One final geeky egg peeling tip: it also helps to use new eggs. The ph of new eggs is different from that of old eggs, and while I don’t know which one is more acid or alkaline, because of the ph difference it is easier to peel new eggs than old.

7 Responses to “On Cooking Eggs”

  1. Amy Identicon Icon Amy Says:

    Just so you know … if you like this sort of information, you need to be watching Good Eats on Food Network.

  2. K Identicon Icon K Says:

    on a totally random note, I stumbled across your ‘great mekkes slat trick’ thing and thought I’d leave an fyi…’boza’ does mean beer but also is slang for ‘jerk’ ’stupid’ etc.
    err. right. i apologize again for the random posting. happy pranking!

  3. John Wilson Identicon Icon John Wilson Says:

    Amy: Yeah, I try to catch it whenever I can. But we don’t have cable, so this usually means “when I’m on vacation, if the motel room has cable, and food network, and Good Eats is on.” I think I’ve seen the show maybe twice. Cable companies need to get off their butts and offer channels individually instead of in huge globs of uselessness. Do I need the Oxygen channel? No.

  4. wellduh Identicon Icon wellduh Says:

    Frankly I suspect that ignition of pressurized hydrogen sulfide accounts for the more violent egg explosions — the dish and door breakers. I doubt that eggshells make very good pressure chambers for the same reasons that concrete is strong under compression but is terribly weak under tension. That and the fact that chicks are able to get out. However, the eggshells are probably strong enough to allow evolution of hydrogen sulfide gas under pressure throughout the egg in much the same manner as the fizz in pop. When an eggshell cracks under those conditions I suspect a jet of superheated hydrogen sulfide hits air plus additional microwave — and you get a real explosive bang that splits plastic and rips off microwave doors.

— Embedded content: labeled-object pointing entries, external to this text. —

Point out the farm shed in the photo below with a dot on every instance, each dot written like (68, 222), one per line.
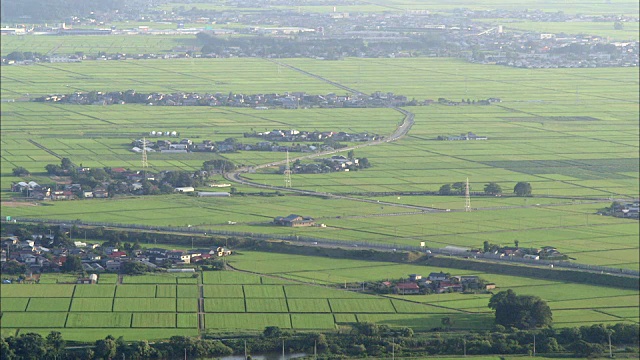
(181, 270)
(212, 193)
(184, 189)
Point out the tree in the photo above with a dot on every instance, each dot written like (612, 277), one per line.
(492, 189)
(459, 187)
(72, 264)
(220, 165)
(446, 322)
(522, 189)
(6, 353)
(523, 312)
(20, 171)
(53, 169)
(55, 343)
(29, 346)
(16, 56)
(12, 267)
(66, 164)
(445, 189)
(107, 348)
(272, 332)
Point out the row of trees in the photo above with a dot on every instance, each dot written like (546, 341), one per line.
(521, 189)
(363, 340)
(34, 346)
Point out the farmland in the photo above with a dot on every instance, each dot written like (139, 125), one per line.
(236, 301)
(554, 128)
(572, 133)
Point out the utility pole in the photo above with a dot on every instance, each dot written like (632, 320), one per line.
(534, 344)
(464, 347)
(393, 349)
(467, 198)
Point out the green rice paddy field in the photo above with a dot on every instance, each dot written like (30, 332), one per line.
(571, 133)
(310, 297)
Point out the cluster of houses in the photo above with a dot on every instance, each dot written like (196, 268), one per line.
(438, 283)
(630, 210)
(294, 220)
(543, 253)
(96, 258)
(118, 181)
(295, 135)
(467, 136)
(35, 191)
(332, 164)
(187, 145)
(293, 100)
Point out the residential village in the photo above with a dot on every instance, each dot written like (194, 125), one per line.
(436, 283)
(286, 100)
(629, 210)
(321, 140)
(42, 253)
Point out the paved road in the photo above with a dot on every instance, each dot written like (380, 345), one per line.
(400, 131)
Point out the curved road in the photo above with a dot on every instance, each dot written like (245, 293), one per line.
(400, 131)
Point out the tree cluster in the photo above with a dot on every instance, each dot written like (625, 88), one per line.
(364, 339)
(520, 311)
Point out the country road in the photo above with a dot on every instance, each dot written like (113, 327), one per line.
(399, 132)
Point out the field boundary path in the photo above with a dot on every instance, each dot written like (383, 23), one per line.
(42, 147)
(201, 304)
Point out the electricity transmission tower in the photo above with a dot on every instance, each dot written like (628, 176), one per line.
(145, 164)
(287, 173)
(467, 198)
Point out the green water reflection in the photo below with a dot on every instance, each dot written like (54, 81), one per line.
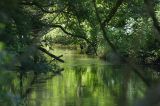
(85, 81)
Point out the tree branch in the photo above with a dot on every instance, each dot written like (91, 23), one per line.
(112, 12)
(152, 14)
(41, 7)
(51, 55)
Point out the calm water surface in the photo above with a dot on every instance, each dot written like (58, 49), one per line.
(85, 81)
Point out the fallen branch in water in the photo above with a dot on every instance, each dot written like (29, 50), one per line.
(50, 54)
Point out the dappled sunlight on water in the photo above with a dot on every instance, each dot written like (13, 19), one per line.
(85, 81)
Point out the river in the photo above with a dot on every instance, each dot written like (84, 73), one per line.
(85, 81)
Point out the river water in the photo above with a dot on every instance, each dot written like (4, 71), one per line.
(85, 81)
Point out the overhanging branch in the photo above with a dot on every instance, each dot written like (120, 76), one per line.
(50, 54)
(112, 12)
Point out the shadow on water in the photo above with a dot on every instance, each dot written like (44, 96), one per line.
(85, 81)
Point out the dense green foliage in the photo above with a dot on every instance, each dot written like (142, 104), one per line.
(116, 30)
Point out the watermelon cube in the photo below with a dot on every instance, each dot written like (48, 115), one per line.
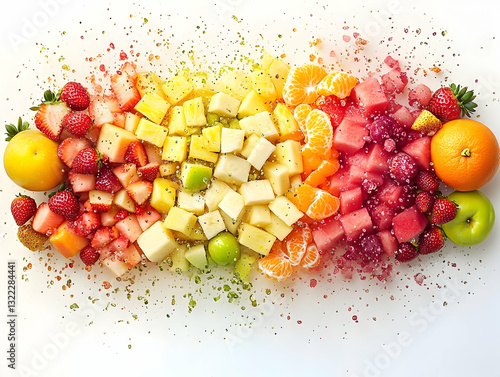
(356, 223)
(327, 234)
(370, 96)
(409, 224)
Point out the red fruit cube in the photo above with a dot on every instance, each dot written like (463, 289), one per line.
(327, 234)
(351, 200)
(356, 223)
(408, 224)
(370, 96)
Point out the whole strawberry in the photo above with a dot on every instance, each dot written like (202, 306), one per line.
(64, 203)
(451, 102)
(87, 161)
(431, 240)
(443, 211)
(77, 124)
(23, 208)
(75, 96)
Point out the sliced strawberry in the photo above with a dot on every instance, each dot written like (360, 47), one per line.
(140, 191)
(136, 154)
(49, 119)
(69, 148)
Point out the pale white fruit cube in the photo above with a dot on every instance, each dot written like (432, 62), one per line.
(223, 105)
(212, 223)
(157, 243)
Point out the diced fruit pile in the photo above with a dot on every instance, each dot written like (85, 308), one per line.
(281, 168)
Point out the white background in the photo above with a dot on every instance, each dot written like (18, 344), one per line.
(448, 326)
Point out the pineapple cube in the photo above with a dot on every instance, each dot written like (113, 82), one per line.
(278, 70)
(131, 121)
(252, 104)
(215, 193)
(231, 140)
(257, 192)
(192, 202)
(277, 175)
(157, 243)
(113, 142)
(163, 195)
(197, 150)
(153, 106)
(266, 126)
(232, 169)
(288, 126)
(255, 238)
(194, 112)
(285, 210)
(212, 223)
(149, 82)
(151, 132)
(258, 215)
(261, 82)
(177, 89)
(250, 126)
(288, 154)
(249, 145)
(174, 148)
(180, 220)
(278, 228)
(262, 151)
(232, 204)
(123, 201)
(212, 138)
(224, 105)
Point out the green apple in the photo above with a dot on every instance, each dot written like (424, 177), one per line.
(474, 220)
(224, 249)
(195, 177)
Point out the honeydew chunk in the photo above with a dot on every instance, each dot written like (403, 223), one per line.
(258, 215)
(197, 150)
(212, 138)
(180, 220)
(157, 243)
(278, 228)
(215, 193)
(151, 132)
(194, 112)
(113, 142)
(123, 201)
(212, 223)
(197, 256)
(252, 104)
(231, 140)
(174, 148)
(262, 151)
(249, 145)
(287, 124)
(232, 169)
(250, 126)
(153, 106)
(232, 204)
(262, 84)
(277, 175)
(285, 210)
(224, 105)
(177, 89)
(266, 126)
(255, 238)
(163, 194)
(257, 192)
(288, 154)
(192, 202)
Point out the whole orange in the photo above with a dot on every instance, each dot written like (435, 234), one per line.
(465, 154)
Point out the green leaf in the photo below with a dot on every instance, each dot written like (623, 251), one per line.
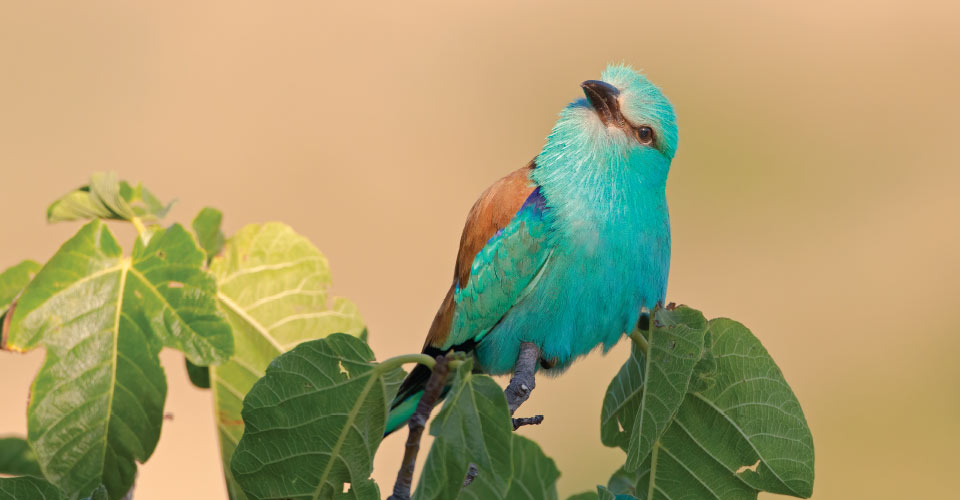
(313, 422)
(199, 375)
(744, 434)
(17, 459)
(28, 488)
(364, 490)
(648, 391)
(13, 280)
(534, 474)
(274, 290)
(107, 197)
(206, 225)
(472, 427)
(602, 493)
(99, 494)
(96, 405)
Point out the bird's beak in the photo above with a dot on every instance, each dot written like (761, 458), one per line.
(603, 97)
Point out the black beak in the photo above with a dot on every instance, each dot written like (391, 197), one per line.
(603, 98)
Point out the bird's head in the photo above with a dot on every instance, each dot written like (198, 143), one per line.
(623, 122)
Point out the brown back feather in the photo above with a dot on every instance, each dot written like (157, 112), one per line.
(491, 213)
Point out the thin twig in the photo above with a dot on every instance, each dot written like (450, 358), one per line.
(431, 393)
(520, 422)
(472, 472)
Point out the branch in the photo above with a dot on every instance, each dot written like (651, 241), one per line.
(431, 393)
(523, 382)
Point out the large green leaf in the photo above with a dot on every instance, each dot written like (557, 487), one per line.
(37, 488)
(28, 488)
(96, 405)
(274, 289)
(12, 281)
(472, 427)
(534, 474)
(647, 392)
(602, 493)
(314, 421)
(107, 197)
(743, 434)
(17, 459)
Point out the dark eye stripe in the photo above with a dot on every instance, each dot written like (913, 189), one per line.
(644, 134)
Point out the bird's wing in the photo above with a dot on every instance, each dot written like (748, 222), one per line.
(502, 250)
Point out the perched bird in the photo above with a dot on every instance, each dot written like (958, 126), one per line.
(569, 251)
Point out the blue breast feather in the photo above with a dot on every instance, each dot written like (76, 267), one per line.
(568, 289)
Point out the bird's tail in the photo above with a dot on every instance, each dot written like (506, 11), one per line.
(408, 397)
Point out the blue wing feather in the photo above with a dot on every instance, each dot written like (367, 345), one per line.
(502, 273)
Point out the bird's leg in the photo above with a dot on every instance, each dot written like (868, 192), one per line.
(523, 382)
(431, 393)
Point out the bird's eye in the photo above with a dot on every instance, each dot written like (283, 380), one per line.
(644, 135)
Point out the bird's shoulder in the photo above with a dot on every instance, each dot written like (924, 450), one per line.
(493, 211)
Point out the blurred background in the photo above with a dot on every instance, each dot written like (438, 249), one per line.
(813, 197)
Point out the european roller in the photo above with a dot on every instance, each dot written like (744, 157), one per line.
(568, 251)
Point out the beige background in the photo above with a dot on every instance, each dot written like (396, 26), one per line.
(813, 196)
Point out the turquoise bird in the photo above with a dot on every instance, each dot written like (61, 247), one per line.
(570, 250)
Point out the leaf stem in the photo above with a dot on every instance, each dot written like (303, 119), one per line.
(641, 341)
(651, 486)
(391, 363)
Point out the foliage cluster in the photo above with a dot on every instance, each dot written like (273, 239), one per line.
(699, 408)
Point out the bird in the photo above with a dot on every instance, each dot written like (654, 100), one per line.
(569, 251)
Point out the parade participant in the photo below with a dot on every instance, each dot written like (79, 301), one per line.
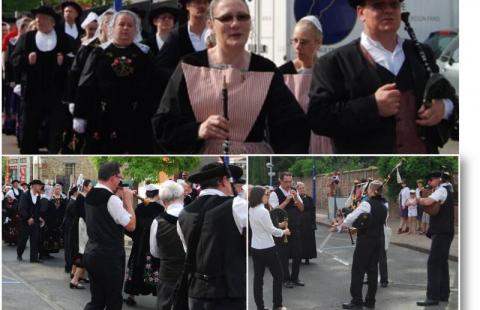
(90, 26)
(306, 40)
(165, 243)
(29, 210)
(211, 231)
(440, 206)
(192, 116)
(12, 105)
(38, 61)
(10, 219)
(411, 205)
(113, 105)
(16, 191)
(374, 87)
(308, 225)
(263, 249)
(141, 280)
(162, 18)
(187, 38)
(370, 240)
(403, 196)
(287, 198)
(107, 216)
(54, 214)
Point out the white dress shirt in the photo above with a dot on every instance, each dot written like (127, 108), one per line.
(393, 61)
(174, 210)
(239, 211)
(46, 41)
(199, 42)
(160, 42)
(273, 199)
(115, 208)
(262, 228)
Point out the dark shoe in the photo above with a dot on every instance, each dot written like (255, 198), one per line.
(130, 301)
(288, 284)
(351, 305)
(427, 302)
(298, 283)
(77, 286)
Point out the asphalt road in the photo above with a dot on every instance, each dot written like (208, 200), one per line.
(327, 279)
(45, 286)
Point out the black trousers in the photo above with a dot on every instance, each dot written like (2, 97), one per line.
(106, 281)
(292, 249)
(365, 261)
(382, 265)
(261, 259)
(164, 294)
(32, 232)
(217, 304)
(438, 286)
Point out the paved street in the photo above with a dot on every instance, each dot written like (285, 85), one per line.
(327, 279)
(45, 286)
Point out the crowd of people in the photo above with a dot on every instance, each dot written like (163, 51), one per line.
(100, 87)
(202, 214)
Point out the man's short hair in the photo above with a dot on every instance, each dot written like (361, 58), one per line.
(108, 170)
(284, 174)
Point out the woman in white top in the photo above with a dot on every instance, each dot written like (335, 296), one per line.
(264, 253)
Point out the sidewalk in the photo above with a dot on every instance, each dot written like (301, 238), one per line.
(415, 242)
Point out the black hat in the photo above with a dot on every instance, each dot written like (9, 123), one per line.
(164, 7)
(439, 174)
(215, 170)
(74, 5)
(36, 182)
(355, 3)
(46, 10)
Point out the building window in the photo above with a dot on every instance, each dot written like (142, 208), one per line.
(69, 170)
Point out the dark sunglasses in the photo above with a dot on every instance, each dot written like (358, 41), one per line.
(382, 6)
(228, 19)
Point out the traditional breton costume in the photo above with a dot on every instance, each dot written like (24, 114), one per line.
(165, 244)
(264, 116)
(370, 240)
(142, 268)
(114, 100)
(211, 230)
(343, 107)
(155, 42)
(41, 85)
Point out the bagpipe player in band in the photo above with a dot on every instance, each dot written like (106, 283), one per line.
(263, 115)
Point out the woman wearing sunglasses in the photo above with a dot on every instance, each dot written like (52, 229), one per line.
(228, 94)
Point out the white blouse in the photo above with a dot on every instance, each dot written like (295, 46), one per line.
(262, 228)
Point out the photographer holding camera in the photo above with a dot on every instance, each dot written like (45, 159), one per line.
(287, 198)
(108, 211)
(369, 218)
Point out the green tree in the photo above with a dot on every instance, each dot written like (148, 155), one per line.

  5. Randy Identicon Icon Randy Says:

    If a hole was to be poked through a raw egg, do you think it could then be microwaved without exploding? And secondly…Do you think that you could bring water to a boil in a microwave…Then throw in an egg and continue the boiling process in the microwave…Would that work? This has come up in my lunchroom at work… And I’m curious if anyone knows before I go gambling with the microwave in the office… ;)

  6. Dan Identicon Icon Dan Says:

    I tried microwaving an egg-in-shell in a pyrex cup full of water to make a hard boiled egg. Doesn’t work any better than the egg-without-water scenario, but it sure makes a loud explosion when the egg bursts and disperses egg and water everywhere in the microwave!

    >And secondly…Do you think that you could bring water to a boil in a >microwave…Then throw in an egg and continue the boiling process in the >microwave…Would that work? This has come up in my lunchroom at >work… And I’m curious if anyone knows before I go gambling with the >microwave in the office… ;)

  7. Roger Worthington Identicon Icon Roger Worthington Says:

    I slightly cracked the shell and placed the egg in the microwave. After 30 secs the thing exploded!
    I think eggs in shells and microwaves are to be avoided.